Some key public institutions and buildings (cultural centre, elementary school, sports hall and kindergarten) were involved in the complex retrofitting campaign which’s primary aim was to reduce the operational costs, resulting in significant savings at the owner municipality’s annual budget. The total floor area of the subject buildings (dated between 1935 and 1972) was up to 2000 m2 and their combined annual natural gas consumption for heating and domestic hot water purposes was in the range of 130-140.000 m3, which translated to 85% of their overall operational costs. Read more

The exceptionally poor energy efficiency of the building envelopes (average of 130-210 kWh/m2/yr, one structure with 590 kWh/m2/yr) was coupled by very outdated building engineering solutions such as boilers with diffusion burners and far greater capacity than the actual heat demand. It was evident that major savings can be realized by connecting these estates to the new cascade system and by installing additional renewable energy sources (solar thermal panels) to complement the geothermal base load the traditional natural gas-based features will be rendered to serve only as backups in the future.

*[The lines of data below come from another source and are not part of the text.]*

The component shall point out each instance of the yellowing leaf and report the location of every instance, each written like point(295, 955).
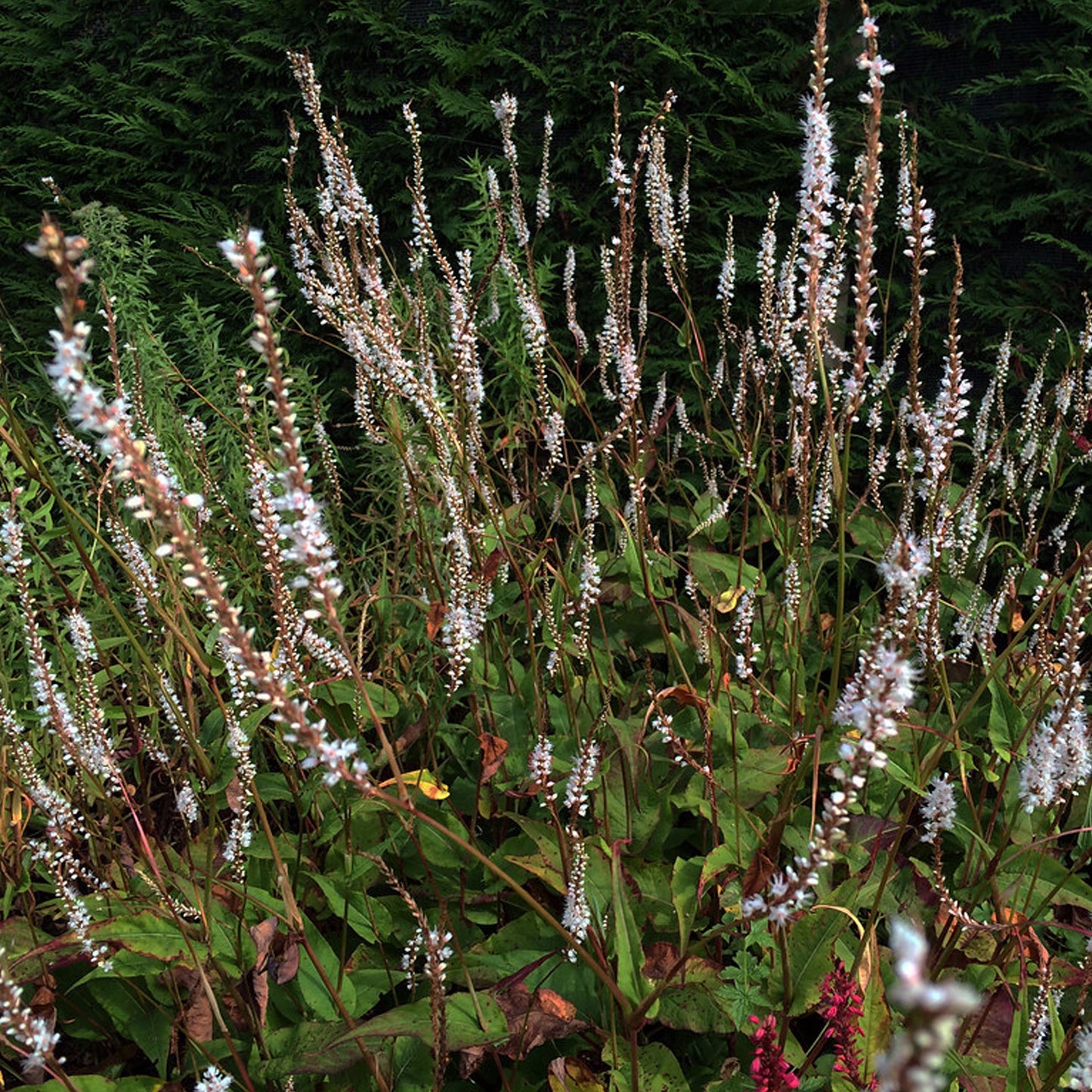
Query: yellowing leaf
point(422, 780)
point(726, 601)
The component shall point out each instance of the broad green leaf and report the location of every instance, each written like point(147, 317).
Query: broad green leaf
point(145, 934)
point(309, 1047)
point(134, 1017)
point(464, 1028)
point(627, 937)
point(810, 942)
point(657, 1069)
point(685, 879)
point(1006, 721)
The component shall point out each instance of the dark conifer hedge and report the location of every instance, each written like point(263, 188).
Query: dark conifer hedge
point(174, 110)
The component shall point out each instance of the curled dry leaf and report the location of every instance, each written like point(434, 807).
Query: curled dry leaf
point(196, 1010)
point(571, 1075)
point(434, 621)
point(535, 1018)
point(493, 749)
point(262, 935)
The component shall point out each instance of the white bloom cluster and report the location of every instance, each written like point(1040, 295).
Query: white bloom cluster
point(19, 1025)
point(436, 945)
point(213, 1080)
point(187, 804)
point(540, 768)
point(1038, 1025)
point(915, 1058)
point(1080, 1072)
point(578, 914)
point(939, 809)
point(590, 588)
point(1058, 758)
point(576, 789)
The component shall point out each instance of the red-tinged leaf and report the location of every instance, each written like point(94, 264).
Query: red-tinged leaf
point(262, 934)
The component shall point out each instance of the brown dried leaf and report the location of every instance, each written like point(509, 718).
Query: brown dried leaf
point(571, 1075)
point(660, 959)
point(263, 935)
point(434, 621)
point(491, 565)
point(685, 696)
point(196, 1016)
point(758, 874)
point(235, 795)
point(493, 749)
point(533, 1019)
point(289, 964)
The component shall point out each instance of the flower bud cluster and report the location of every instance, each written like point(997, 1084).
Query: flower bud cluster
point(915, 1058)
point(33, 1035)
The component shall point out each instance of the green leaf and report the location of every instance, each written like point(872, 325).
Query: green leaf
point(464, 1027)
point(309, 1047)
point(363, 915)
point(132, 1016)
point(311, 983)
point(145, 934)
point(685, 879)
point(810, 942)
point(657, 1069)
point(90, 1082)
point(627, 936)
point(1006, 721)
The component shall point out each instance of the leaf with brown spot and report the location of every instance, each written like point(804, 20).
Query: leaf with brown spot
point(493, 749)
point(660, 959)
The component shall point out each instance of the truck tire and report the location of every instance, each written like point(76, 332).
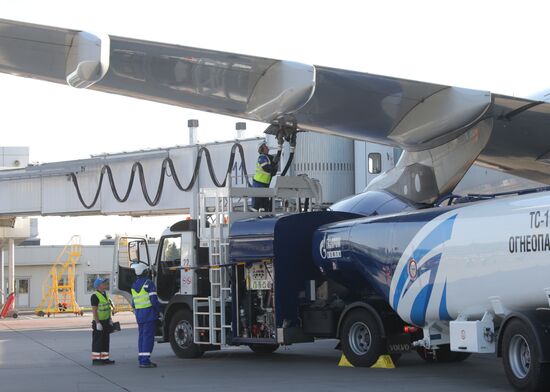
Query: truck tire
point(442, 355)
point(361, 338)
point(520, 357)
point(264, 349)
point(181, 335)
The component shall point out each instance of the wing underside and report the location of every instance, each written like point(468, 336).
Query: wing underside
point(415, 116)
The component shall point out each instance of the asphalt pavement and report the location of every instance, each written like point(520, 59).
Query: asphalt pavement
point(53, 354)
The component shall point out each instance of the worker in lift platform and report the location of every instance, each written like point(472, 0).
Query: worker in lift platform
point(147, 308)
point(266, 168)
point(102, 325)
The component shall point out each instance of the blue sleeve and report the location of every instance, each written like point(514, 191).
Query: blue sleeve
point(151, 288)
point(132, 303)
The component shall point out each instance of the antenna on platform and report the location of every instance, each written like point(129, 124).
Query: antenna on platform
point(193, 131)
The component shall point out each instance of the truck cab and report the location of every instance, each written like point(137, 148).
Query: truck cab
point(179, 274)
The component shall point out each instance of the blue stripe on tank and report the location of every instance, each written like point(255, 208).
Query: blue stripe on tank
point(437, 236)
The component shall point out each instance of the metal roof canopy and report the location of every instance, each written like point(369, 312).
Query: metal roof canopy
point(47, 189)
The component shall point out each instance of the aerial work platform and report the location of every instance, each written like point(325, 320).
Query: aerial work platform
point(152, 182)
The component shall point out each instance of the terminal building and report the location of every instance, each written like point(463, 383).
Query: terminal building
point(343, 166)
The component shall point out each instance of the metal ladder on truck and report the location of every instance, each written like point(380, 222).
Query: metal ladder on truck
point(209, 313)
point(218, 208)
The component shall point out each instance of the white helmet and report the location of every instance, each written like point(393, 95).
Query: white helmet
point(260, 147)
point(139, 268)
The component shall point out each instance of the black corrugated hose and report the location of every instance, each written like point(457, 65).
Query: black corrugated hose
point(167, 162)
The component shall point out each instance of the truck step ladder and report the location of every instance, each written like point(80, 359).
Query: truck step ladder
point(218, 207)
point(209, 313)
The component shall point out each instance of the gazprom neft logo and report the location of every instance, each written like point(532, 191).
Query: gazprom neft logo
point(330, 247)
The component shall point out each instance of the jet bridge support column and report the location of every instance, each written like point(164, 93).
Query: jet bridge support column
point(11, 267)
point(2, 285)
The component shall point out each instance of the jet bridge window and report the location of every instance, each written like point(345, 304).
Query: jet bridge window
point(375, 163)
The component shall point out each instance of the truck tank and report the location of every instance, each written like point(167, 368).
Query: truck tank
point(445, 262)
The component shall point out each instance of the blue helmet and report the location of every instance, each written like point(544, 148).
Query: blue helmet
point(98, 281)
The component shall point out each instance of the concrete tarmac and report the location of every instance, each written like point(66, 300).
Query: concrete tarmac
point(54, 355)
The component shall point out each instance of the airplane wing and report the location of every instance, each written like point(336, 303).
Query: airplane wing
point(422, 118)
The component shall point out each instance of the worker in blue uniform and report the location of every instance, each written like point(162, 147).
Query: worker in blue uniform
point(266, 167)
point(147, 308)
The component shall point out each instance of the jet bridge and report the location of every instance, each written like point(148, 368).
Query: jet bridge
point(151, 182)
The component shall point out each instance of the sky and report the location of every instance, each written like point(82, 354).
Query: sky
point(500, 46)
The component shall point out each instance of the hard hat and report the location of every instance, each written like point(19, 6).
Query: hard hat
point(139, 268)
point(261, 145)
point(99, 281)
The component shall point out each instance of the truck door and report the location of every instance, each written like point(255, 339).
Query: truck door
point(128, 250)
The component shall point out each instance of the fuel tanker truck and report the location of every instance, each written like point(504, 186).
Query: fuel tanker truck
point(381, 274)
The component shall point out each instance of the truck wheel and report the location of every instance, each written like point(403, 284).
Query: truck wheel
point(361, 338)
point(520, 356)
point(264, 349)
point(442, 355)
point(181, 335)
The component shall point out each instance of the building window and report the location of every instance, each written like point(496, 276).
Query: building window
point(90, 278)
point(375, 163)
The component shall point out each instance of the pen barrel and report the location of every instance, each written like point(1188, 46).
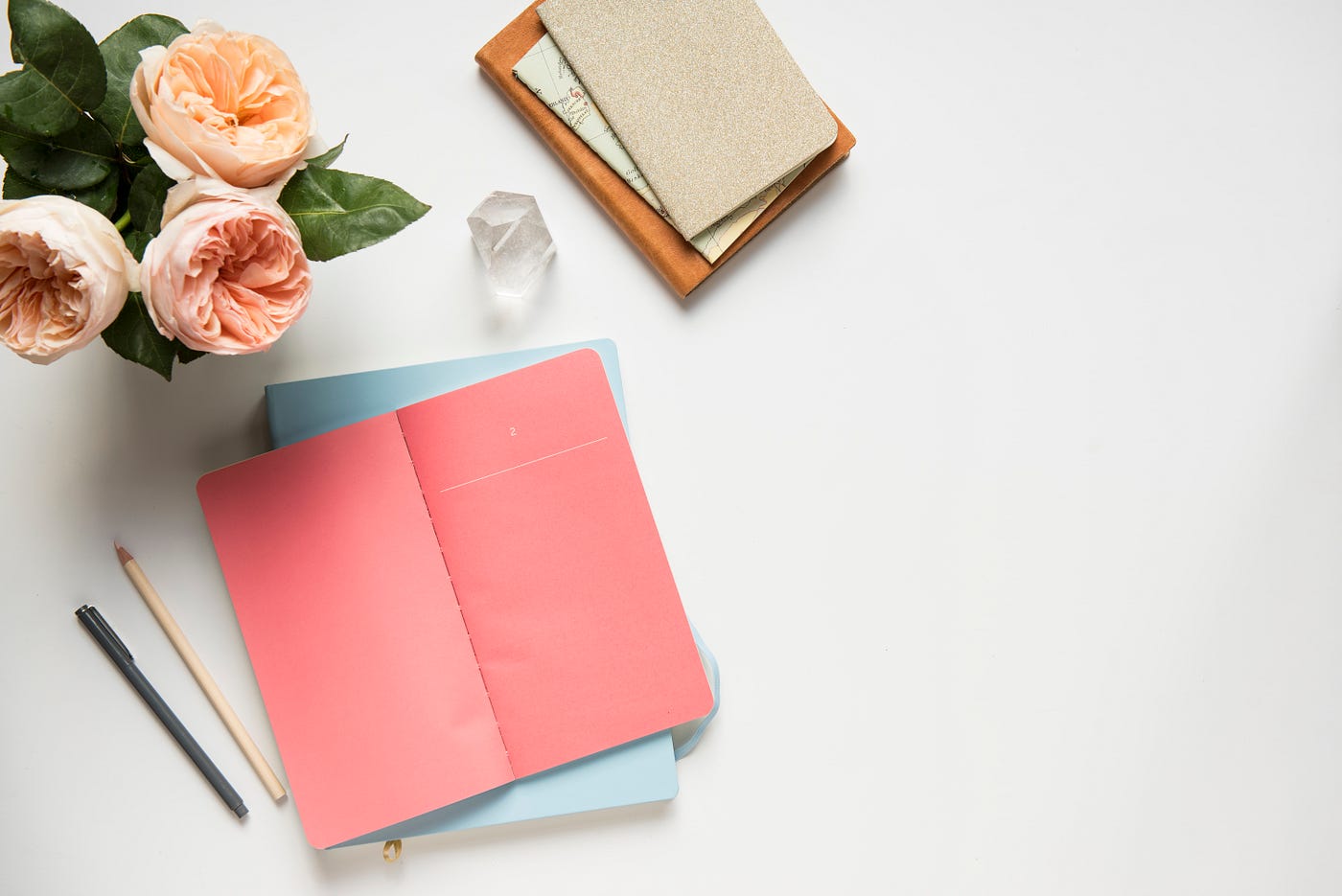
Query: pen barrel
point(184, 739)
point(167, 717)
point(203, 678)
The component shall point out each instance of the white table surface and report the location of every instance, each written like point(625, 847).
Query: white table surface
point(1003, 472)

By delivering a fairly standard energy upgrade of the selected buildings first the doors and windows were replaced followed by the insulation of the building envelopes using 10 cm polistyrol slabs. These measures only combined with linking up to the geothermal cascade system would have already resulted in a drastic savings, but the overall efficiency was improved even further by installing 121m2 solar thermal collectors (TS 300 Flat Plate type) on the rooftops to cover with ease the daily demand at the target buildings. It is worth mentioning that Morahalom is not only very fortunate with is setting in terms of it subsurface geothermal resources, but the south of Hungary also excels regarding the most intensive solar radiation and the highest number of annual sunny hours (~2000/a) in the country as well.